4. Train students and early career researchers. Investment for today, great rewards for tomorrow. Academics are paid to train students and mentor early career researchers in good research practices, so we can use this time (no extra cost) to teach students about the need for and actual workings of open science principles and frameworks, with both medium- and long-term benefits for them, for educators (if they become future collaborators), and fairly obviously, for the whole community.
5. Create shared infrastructure. Develop discipline-specific templates for data documentation, preregistration, and analytic code sharing, so re-use becomes simpler both for you and everyone else.
6. Engage with institutional and cross-university support units. Collaborate with open science offices and networks, like the European Network for Open Criminology, which offer formal and informal support and drop-in advice on applying open science practices.
Simultaneously, we also need to increase the benefits:
1. Be the voice for open science in selection panels and promotion committees. Advocate for open science principles to become core components of selection processes for academic positions and internal promotions.
2. Be the voice in scientific societies.
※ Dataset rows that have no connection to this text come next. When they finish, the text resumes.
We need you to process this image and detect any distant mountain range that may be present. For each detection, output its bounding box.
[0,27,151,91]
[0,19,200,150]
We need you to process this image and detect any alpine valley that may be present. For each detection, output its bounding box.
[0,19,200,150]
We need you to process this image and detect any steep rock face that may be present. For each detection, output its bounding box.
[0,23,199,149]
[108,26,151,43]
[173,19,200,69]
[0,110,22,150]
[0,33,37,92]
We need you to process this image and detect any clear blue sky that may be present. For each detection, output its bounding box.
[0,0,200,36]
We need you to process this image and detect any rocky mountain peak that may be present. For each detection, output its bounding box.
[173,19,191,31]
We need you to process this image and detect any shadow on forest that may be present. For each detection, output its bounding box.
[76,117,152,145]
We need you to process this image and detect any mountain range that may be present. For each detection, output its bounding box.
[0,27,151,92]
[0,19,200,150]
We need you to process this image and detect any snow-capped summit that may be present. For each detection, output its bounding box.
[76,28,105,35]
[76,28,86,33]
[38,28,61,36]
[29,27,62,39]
Push for open science principles to become criteria for awards delivered by academic societies at conferences and working group meetings.
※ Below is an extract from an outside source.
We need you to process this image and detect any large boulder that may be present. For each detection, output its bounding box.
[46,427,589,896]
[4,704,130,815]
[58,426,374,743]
3. Be the voice in grant panels. Advocate for open science principles to become part of selection criteria for grants and scholarships. Funders could even trial “open science multipliers” for proposals that demonstrate strong commitments.
4. Be the voice in editorial boards. Push for open science principles to become key considerations in peer review. Journals can use micro-credits and badges to visibilise and normalise open science practices, or make data/code availability statements mandatory in submissions.
5. Cite open science followers. Prioritise citing studies that follow open science principles over those that don’t.
6. Nominate colleagues for awards. Put forward those who engage in open science for awards and fellowships.
7. Showcase impact. Describe your use of open science practices in your CV and institutional dashboards.
And yes, the slightly evil side of us says that beyond reducing the costs and enhancing the benefits, we should also reduce the benefits and increase the costs of not doing open science:
Put less trust in studies that could have but chose not to engage in open science. Prioritize citing studies you trust the most.
Do not nominate for awards those who could have applied open science principles but didn’t.
Do not write cover letters or references for those who could have but didn’t.
Always request open science engagement when reviewing for journals or grants.
Mention the need for open science in PhD evaluations.
Mention the need for open science in book discussions, both published and in author-meets-critics sessions.
Create league tables of journals, departments, or universities based on open science compliance.
So, in the end, it all comes back to incentives. People do things when the benefits outweigh the costs, and people don’t when they don’t. If we want open science to move from being the “right thing to do” for a small group of dedicated champions to being the normal thing that everybody does, this balance needs to be shifted. Reduce the costs, increase the benefits, and yes; it should be costly to not do the right thing.